Monday, January 12, 2009

Ofqual

A new orgnisation called Ofqual has been set up to keep an eye on exam standards. What I don't understand is whether they are supposed to maintain them as they are now or return them to something sensible.

I can't speak for other subjects but Maths and Science are much easier now than they were 25 years ago. A combination of modular exams that can be resat, coursework where just about anything gets marks, questions that have changed from rigorous fact or calculation to waffle plus the simple measure of lowering the pass marks have improved results tremendously.

No need to take my word for it though, just ask any University lecturer in Engineering for example, about how they have had to make their courses easier over the last two decades or read the complaints here or here, from those who are desperate for employees who can read, write and do a few easy sums.

9 comments:

system bros said...

Sounds a bit like 'Offal'. Exams are easier now - its a fact.
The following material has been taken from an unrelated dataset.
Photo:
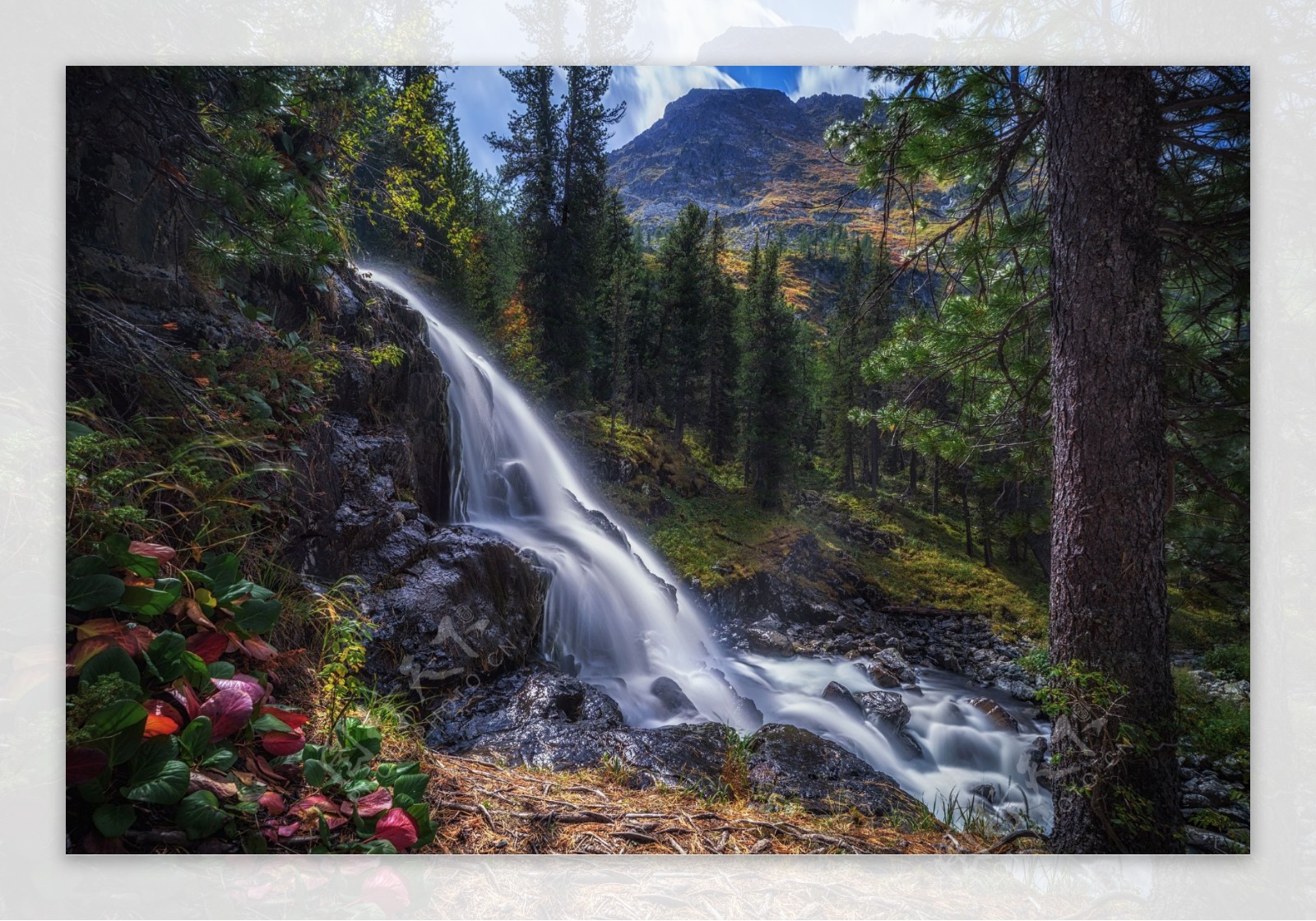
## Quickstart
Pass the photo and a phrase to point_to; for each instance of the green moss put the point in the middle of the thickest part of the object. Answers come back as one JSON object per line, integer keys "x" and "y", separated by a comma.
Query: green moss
{"x": 1216, "y": 728}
I had to take my Maths GCSE to get into university 10 years after I'd failed O level maths 3 times. I got an A; I was embarrassed because the work was so easy. An enduring memory was colouring in hexagons as part of my course work - can't remember why though, tesselations or something. Anyway it certainly didn't help me doing a computer science degree, I had to get my O level books from the attic to learn the maths that was useful.

Anonymous said...

Our maths lecturers had the same problem - the jump from school to uni was so large, simply because we had been spoon fed and given a pretty easy ride at school, and also because we were not covering the right sort of material.

The introduction of an A* at A level is taking almost a backward step. It would be so much better to achieve a B in a very hard exam than it would be to achieve an A in an 'easy' exam.

It has got to the point where anything less than an A is not good enough for a lot of schools, and for a lot of universities.

Anonymous said...

Language Departments at Unis are having to teach their students grammar as schools aren't teaching it till Sixth form and they are expected to to go from none to all of it in weeks and was a major factor in why my daughter dropped A level French. I started to learn French grammar at 11 and it was easy. Wait until a teenager is 16 and they are clueless.

Anonymous said...

How on earth do you do a French GCSE if you've never learnt the Grammar? Do you no longer (don't know why I'm even asking this) have to compose sentences of your own in French?

Sooner or later a special elite exam will come into being and we will have returned to the old O-level/CSE split.

Good.

Anonymous said...

Easy, dim LOTF. Je voudrais un coke. Je voudrais help s'il vous plait. Je voudrais un speaker de English merci.

Almost A-Level standard,

Anonymous said...

Lily, their teachers do it for them and they learn them off by heart. Hand on the Bible...both my daughters had that.

Anonymous said...

The "read the complaints" link doesn't go to complaints, just Ofqual again.

Anonymous said...

When I told my daughter's English teacher that my proof reading of her essays included a "free grammar and spell check", she advised me not to bother .. apparently these things "aren't important these days".

Which explains why school leavers come in to my workplace with such an appalling grasp of the basics and have to be monitored closely when writing to customers.

In my day (and I'm still on the sunny side of 40, if only just) we had to know the basics as you lost marks in exams for poor spelling and grammar.

So yes, I agree that standards have slipped, and slipped a heck of a lot.

Anonymous said...

I teach music, and the GCSE and A Level I'm teaching now contain probably about a third of the things that I had to do when I was at school - so it's not just maths and science.

I also teach french, and yes, I remember learning how to conjugate regular verbs very early on - but now, it's a case of leaving it until it's really necessary, and even then, we're only teaching the 1st, 2nd and 3rd person singular. (And no, the kids don't even know what that means!).
But to the person who mentioned spoon-feeding; I'll own up to that sometimes, but it's simply because the majority of the kids I teach have absolutely no idea (or inclination) how to work anything out for themselves, so to get anything done, it's spoon-feeding or nothing.